Republicans have repeatedly tried to repeal Obamacare, or the
Affordable Care Act (ACA), since its 2010 passage, and while the
Justice Department would normally defend a federal law, the
Trump administration has declined to defend its
constitutionality against a challenge by 18 Republican-led
states.
A coalition of Democratic state attorneys general led by
California Attorney General Xavier Becerra stepped into the void
to defend the law. The House intervened after Democrats won
control in November's elections after many focused their
campaigns on defending Obamacare.
A three-judge panel of the 5th U.S. Circuit Court of Appeals in
New Orleans, including two judges appointed by Republican
presidents and one by a Democrat, will take up a ruling by a
federal judge in Texas last year that the entire ACA was
unconstitutional.
An appellate ruling declaring Obamacare unconstitutional could
prompt an appeal to the U.S. Supreme Court, opening the door for
the top court to take up the issue in the midst of the 2020 U.S.
presidential election.
Obamacare, the signature domestic achievement of Trump's
Democratic predecessor, Barack Obama, has been a political
flashpoint since its passage.
Republican opponents call the law an unwarranted intervention by
government in health insurance markets, while supporters say
that striking it down would put at risk the healthcare of 20
million people who have gained insurance since its enactment.

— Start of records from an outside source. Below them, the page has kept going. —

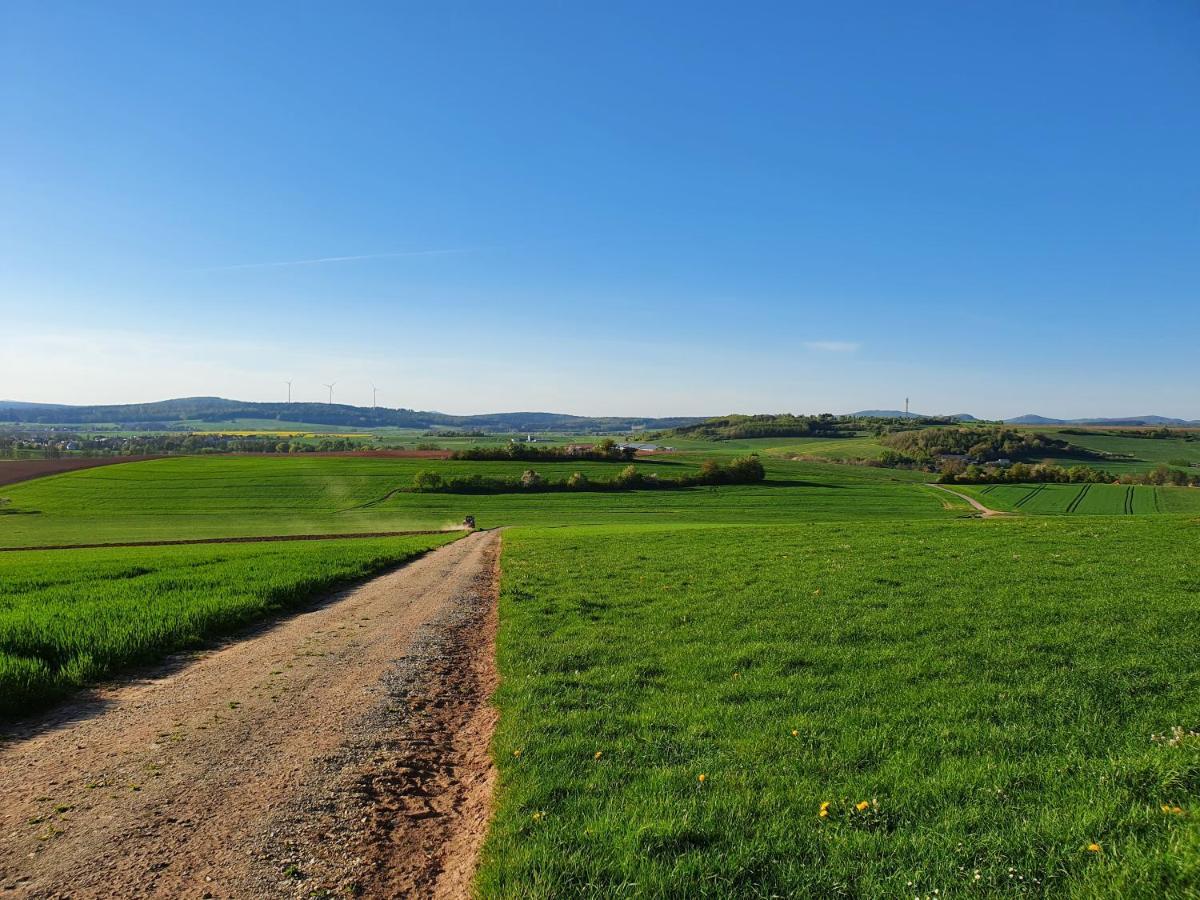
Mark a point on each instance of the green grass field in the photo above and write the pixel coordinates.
(937, 672)
(71, 617)
(990, 689)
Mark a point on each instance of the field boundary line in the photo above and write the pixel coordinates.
(985, 511)
(263, 539)
(1030, 496)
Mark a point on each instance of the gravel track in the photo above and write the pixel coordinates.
(343, 750)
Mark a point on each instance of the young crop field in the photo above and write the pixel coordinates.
(71, 617)
(1143, 454)
(1055, 499)
(235, 496)
(841, 709)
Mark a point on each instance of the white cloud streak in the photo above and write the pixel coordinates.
(321, 261)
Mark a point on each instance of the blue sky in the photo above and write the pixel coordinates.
(605, 208)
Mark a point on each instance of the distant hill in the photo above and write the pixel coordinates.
(1135, 420)
(210, 409)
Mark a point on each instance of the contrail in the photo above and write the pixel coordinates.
(334, 259)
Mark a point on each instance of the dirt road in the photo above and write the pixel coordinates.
(983, 510)
(341, 750)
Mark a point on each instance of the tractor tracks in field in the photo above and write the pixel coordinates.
(342, 751)
(259, 539)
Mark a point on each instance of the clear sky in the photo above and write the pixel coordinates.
(605, 208)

In 2012, a divided U.S. Supreme Court upheld most its
provisions, including the individual mandate, which requires
people to obtain insurance or pay a penalty.
The mandate compelled healthy people to buy insurance to offset
sicker patients' costs after Obamacare barred insurers from
denying coverage to people with pre-existing conditions.
The Supreme Court's conservative majority argued that Congress
could not constitutionally order people to buy insurance. But
Chief Justice John Roberts joined the court's four liberal
members to hold the mandate was a valid exercise of Congress'
tax power.
Republicans in Congress subsequently failed to overturn
Obamacare, but in December 2017, Trump signed into law a tax
bill passed by a Republican-led Congress that reduced the tax
penalty to zero dollars.
A coalition of Republican-led states headed by Texas sued,
alleging the tax penalty's elimination rendered Obamacare
unconstitutional.
U.S. District Judge Reed O'Connor in Fort Worth, Texas, agreed
in December 2018, saying the individual mandate was
unconstitutional because it no longer triggered a tax.
O'Connor, nominated by former Republican President George W.
Bush, said that because Obamacare called the mandate
"essential," the entire law must be struck down.
The Justice Department initially argued the mandate was
unconstitutional but most of Obamacare could be severed from it.
But it argues on appeal the law's balance must be struck down.